Me dijo que todos tenemos derecho a buscar nuestros orígenes, o incluso a ir más allá e intentar comprender quiénes somos, aún sin destino, pues el encontrarse quizá solo sea dar con los propios pies al andar. Sentí entonces toda la fuerza que me bastó para dejar atrás el que había sido mi hogar durante los últimos años.
Huí con ella después de una corta vida en la Tierra.
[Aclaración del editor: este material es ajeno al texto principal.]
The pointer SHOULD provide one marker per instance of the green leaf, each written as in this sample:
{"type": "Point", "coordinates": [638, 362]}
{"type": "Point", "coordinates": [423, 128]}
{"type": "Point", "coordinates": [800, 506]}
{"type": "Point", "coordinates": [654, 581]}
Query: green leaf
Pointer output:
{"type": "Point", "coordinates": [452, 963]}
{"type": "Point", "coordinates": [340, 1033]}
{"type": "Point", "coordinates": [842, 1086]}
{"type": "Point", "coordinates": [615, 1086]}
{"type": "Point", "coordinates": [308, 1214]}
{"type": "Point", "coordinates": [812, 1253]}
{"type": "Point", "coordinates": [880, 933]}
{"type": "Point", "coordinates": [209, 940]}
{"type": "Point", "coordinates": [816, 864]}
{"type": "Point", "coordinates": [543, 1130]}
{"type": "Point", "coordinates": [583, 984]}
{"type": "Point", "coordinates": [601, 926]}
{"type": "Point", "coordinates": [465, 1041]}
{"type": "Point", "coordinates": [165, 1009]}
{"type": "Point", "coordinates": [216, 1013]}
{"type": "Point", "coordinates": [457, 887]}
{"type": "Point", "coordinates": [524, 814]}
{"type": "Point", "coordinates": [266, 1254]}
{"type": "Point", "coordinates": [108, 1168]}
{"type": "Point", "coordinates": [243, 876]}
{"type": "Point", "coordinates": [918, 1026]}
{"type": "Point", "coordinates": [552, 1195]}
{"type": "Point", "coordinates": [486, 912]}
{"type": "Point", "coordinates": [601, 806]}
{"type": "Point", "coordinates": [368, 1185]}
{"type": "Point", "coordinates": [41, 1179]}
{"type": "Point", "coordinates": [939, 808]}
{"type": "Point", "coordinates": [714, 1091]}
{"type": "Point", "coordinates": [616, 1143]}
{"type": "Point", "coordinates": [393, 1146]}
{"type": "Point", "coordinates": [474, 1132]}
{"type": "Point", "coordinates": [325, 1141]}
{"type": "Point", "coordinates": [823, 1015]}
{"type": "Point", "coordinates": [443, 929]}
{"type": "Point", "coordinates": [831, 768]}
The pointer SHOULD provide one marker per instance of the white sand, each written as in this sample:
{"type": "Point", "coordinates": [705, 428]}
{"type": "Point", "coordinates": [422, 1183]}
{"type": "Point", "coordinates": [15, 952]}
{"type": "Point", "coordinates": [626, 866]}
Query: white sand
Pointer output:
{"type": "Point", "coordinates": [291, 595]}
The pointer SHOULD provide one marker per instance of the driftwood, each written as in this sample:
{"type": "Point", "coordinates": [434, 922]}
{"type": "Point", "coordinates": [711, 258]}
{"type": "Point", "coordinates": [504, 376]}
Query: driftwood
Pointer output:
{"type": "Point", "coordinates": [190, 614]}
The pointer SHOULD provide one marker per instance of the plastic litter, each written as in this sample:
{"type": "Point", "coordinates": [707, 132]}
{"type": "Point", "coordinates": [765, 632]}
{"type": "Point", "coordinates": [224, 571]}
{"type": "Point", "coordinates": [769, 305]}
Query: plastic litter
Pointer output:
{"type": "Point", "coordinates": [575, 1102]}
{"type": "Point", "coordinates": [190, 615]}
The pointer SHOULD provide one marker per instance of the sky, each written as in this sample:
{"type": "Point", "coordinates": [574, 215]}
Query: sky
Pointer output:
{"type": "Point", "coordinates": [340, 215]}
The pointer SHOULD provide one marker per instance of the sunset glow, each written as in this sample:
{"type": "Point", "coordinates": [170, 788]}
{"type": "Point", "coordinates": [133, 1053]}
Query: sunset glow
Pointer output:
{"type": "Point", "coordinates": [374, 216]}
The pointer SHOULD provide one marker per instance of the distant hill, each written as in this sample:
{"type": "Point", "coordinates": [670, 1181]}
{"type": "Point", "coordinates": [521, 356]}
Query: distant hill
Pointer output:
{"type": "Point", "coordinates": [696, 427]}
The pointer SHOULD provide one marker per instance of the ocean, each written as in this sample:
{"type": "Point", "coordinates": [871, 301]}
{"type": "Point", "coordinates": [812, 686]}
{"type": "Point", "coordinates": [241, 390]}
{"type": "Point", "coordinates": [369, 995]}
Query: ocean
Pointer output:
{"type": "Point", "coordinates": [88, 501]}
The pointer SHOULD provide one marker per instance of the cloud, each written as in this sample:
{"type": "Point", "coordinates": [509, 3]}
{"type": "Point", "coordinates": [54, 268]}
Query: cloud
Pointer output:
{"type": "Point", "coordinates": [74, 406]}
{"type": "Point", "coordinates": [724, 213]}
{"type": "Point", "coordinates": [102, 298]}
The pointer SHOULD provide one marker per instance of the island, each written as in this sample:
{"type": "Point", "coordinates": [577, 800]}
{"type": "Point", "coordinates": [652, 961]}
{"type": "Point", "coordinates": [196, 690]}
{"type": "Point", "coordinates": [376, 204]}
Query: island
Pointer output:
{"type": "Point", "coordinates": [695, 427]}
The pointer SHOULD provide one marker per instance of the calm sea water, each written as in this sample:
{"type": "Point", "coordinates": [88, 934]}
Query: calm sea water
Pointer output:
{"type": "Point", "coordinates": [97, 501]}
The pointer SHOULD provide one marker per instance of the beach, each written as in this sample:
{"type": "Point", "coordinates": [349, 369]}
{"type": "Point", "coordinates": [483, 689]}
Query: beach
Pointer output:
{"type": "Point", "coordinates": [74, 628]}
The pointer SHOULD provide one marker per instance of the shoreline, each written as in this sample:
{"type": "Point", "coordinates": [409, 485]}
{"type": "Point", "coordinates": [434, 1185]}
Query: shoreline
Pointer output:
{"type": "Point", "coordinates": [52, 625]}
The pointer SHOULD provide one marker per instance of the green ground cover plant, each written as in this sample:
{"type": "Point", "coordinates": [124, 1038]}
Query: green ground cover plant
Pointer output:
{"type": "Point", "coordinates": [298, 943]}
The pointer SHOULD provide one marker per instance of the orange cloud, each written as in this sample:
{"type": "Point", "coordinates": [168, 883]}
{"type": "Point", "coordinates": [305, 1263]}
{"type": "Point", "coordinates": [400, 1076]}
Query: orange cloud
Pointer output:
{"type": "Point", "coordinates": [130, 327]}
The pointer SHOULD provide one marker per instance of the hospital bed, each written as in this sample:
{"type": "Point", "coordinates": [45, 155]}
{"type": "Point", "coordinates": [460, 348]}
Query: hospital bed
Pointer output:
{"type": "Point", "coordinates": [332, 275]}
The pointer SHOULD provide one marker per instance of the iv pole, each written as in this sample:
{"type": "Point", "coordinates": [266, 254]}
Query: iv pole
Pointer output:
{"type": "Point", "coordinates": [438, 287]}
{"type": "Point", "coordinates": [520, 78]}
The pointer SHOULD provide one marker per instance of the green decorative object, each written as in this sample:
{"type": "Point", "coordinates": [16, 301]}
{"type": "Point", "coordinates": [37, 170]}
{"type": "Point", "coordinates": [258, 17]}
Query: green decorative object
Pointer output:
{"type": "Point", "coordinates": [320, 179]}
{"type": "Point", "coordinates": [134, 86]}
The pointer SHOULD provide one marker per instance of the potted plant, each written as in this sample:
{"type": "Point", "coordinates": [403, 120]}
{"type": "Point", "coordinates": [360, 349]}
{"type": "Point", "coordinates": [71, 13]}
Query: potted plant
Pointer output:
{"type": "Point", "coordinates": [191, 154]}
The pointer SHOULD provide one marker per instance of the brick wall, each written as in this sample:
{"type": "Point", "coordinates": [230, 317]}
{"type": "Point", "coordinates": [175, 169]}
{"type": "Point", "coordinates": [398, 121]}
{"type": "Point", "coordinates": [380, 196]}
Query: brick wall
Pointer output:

Me demostré que llevaba razón aquel día del carrusel, que no era de piel verde ni de cabeza abombada, que mis ojos no eran óvalos azabaches, ni mi propósito atormentar a ciudadanos perdidos en la carretera, pero aún así, era verdad que yo era alienígena. ¿Cómo si no había salido del planeta en aquél frágil cuerpo?
El viaje fue lento, raro, incomprensible, yo no fui consciente durante todo el proceso. Cuando desperté, ella ya no estaba conmigo. No me dio tiempo a reaccionar, el vacío se coló por una de mis rendijas y desaparecí. Cada uno de mis pedazos se deshicieron junto con mi apariencia humana, solo quedó mi yo inmaterial, un suspiro en el espacio-tiempo del universo.
Aún sin cuerpo, el dolor no desapareció, lo que no me impidió seguir buscando. Al fin y al cabo, había vuelto a lo que creía mi casa, solo que, de entre los numerosos planetas que orbitaban todas las estrellas de aquella zona, no encontré nada que me semblase hogar ni reposo. Pasé demasiado tiempo buscando, con la paciencia y voluntad del alquimista que se acerca a su fórmula perfecta, solo que para mí, la fórmula solo derivó en desesperanza, porque allí no había ni rastro de aquello que guardaba en mis recuerdos.
No se atisbaba la calidez y el regocijo de un despertar árido pero lleno de vida. La naturaleza que había grabada en mi mente primitiva no concordaba con la estampa muerta de aquellos planetas. Los gases tóxicos de Níobe, la lluvia de metales de Iríade, o el mar de mercurio de Turión eran desconcertantes, pero no despertaban nada parecido en mí en comparación con las praderas esmeralda de mi niñez, o los desiertos de sílice espolvoreados con aquellas formas sinuosas azulinas similares a las raíces de los árboles. Solo inmensos paisajes muertos allá dónde iba, así que, con el tiempo, acepté que lo que fuera que buscaba ya no estaba allí. Por eso decidí volver a la Tierra, a intentar buscar de nuevo un hueco en aquél sinsentido.
Como en toda vuelta, uno guarda la esperanza de encontrarlo todo tal y como lo dejó, pero la ausencia que dejé se había rellenado con multitud de otras pequeñas cosas. Fue una vez más, en aquel carrusel, dónde comprendí que ella no me abandonó. Allí pude encontrarla mientras giraba, ajeno, pensando en lo bonito del baile de la bailarina de las estrellas, sin saber que yo no solo estaba abajo, sino también allí arriba, bailando con mi primer amor.